Thanks to so many of you who read Compliance Building for your generous donations and kind words. I have my donor list and those kind words printed and tucked into the back pocket of my jersey. I’ll keep them with me over the three days of cycling I have to complete this weekend.
If you have not contributed, there is still plenty of time to make a donation to fight cancer. I love seeing donation messages pop up while I’m riding. Donate here: http://pmc.org/egifts/DC0176
As for compliance-related matters, here are some of the stories that recently caught my attention.
Let’s Ride, Walmart’s Compliance Chief (and Cyclist) Urges Company Employees
by Sue Reisinger
Law.com
Daniel Trujillo, Walmart Inc.’s executive vice president and global chief ethics and compliance officer, is a triathlete who can often be seen riding his bike to work. Now Walmart is using Trujillo’s love for the sport by having him lead its new bike-to-work program.
https://www.law.com/corpcounsel/2019/07/30/lets-ride-walmarts-compliance-chief-and-cyclist-urges-company-employees/?slreturn=20190701073035
…
He recently blogged about the program, noting that only a small group of employees, including several in-house counsel, now bike to the office in Bentonville, in northwest Arkansas. The company already supports a popular “bike-to-work Fridays” concept, and the goal of the new program is to have 10% of the home office workforce riding bikes to work by 2023.
When Sanctions and Cybersecurity Collide
By Matt Kelly
Radical Compliance
Compliance professionals talk constantly these days about cybersecurity, third-party risk, and sanctions compliance. Now we have an example from the news that is one headache-inducing brew of all three — and also, I fear, a harbinger of compliance and risk challenges to come.
http://www.radicalcompliance.com/2019/07/31/when-sanctions-cybersecurity-collide/
The company in question is Hikvision, a Chinese maker of security cameras. Last year Congress passed the National Defense Authorization Act, which bans the use of Hikvision cameras by U.S. government agencies, for fear that the Chinese government might hack into the cameras to spy on American interests.

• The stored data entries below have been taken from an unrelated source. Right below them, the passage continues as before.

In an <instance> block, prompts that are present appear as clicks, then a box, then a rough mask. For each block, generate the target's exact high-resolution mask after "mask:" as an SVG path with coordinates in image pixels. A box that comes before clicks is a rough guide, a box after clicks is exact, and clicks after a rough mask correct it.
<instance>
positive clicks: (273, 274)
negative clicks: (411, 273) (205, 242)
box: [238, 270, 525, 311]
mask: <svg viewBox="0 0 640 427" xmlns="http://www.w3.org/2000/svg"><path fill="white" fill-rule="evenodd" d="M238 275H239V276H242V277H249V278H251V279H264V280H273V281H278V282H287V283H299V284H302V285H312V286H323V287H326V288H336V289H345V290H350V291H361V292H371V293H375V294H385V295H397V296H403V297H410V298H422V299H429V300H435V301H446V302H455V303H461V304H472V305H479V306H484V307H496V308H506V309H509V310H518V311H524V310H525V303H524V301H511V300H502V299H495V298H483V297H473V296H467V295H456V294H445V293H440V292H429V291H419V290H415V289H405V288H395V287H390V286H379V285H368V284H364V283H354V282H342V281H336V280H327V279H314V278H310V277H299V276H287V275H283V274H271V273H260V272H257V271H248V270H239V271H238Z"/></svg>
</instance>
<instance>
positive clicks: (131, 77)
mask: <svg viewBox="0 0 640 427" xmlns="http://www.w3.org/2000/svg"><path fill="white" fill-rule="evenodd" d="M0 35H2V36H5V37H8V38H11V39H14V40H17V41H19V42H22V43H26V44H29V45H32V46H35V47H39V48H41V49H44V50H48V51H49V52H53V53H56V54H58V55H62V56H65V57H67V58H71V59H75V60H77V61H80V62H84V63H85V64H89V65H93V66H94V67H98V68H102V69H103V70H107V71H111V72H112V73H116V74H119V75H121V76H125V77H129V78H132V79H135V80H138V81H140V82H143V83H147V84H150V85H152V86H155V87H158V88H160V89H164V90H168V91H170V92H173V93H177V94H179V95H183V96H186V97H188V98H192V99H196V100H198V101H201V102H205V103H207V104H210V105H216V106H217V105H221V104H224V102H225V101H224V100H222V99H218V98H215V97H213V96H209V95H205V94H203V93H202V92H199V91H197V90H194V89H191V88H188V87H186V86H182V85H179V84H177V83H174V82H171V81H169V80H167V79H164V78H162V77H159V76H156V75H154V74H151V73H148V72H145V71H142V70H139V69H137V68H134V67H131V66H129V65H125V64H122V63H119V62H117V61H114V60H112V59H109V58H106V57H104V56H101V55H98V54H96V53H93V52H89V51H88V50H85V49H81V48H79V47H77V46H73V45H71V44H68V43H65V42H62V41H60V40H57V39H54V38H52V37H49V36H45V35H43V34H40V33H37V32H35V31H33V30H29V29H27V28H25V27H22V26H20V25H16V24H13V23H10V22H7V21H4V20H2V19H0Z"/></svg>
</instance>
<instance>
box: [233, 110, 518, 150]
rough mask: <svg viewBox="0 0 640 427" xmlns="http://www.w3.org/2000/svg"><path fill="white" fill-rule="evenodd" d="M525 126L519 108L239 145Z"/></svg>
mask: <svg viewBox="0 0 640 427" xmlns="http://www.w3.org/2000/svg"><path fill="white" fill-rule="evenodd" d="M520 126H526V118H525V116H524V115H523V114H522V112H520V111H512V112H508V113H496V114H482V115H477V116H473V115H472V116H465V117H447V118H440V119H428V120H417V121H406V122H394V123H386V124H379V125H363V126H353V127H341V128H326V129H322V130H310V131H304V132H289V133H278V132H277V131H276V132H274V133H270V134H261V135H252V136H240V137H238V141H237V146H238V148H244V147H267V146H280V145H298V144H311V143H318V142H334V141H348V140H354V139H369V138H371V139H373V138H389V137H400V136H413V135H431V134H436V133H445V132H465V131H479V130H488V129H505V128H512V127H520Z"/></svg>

Disclosure and Notification Considerations When Managing a Crisis
by Cleary Gottlieb Steen & Hamilton LLP
NYU Law’s Compliance & Enforcement blog
One of the first things a company should consider in a crisis is whether disclosure to authorities is mandatory. Mandatory disclosure obligations vary widely across legal regimes and may be imposed by Congress, government regulators, self-regulatory bodies, or even stock exchanges. For example, regulated entities may face immediate disclosure obligations to report violations of financial laws to FINRA (Rule 4530) or annual disclosure obligations to report misconduct to the CFTC in the entity’s chief compliance officer report (although earlier disclosure of a crisis may be advisable). Often the relevant laws, rules, and regulations do not specify what information must be disclosed, injecting substantial discretion into what is otherwise a mandatory obligation.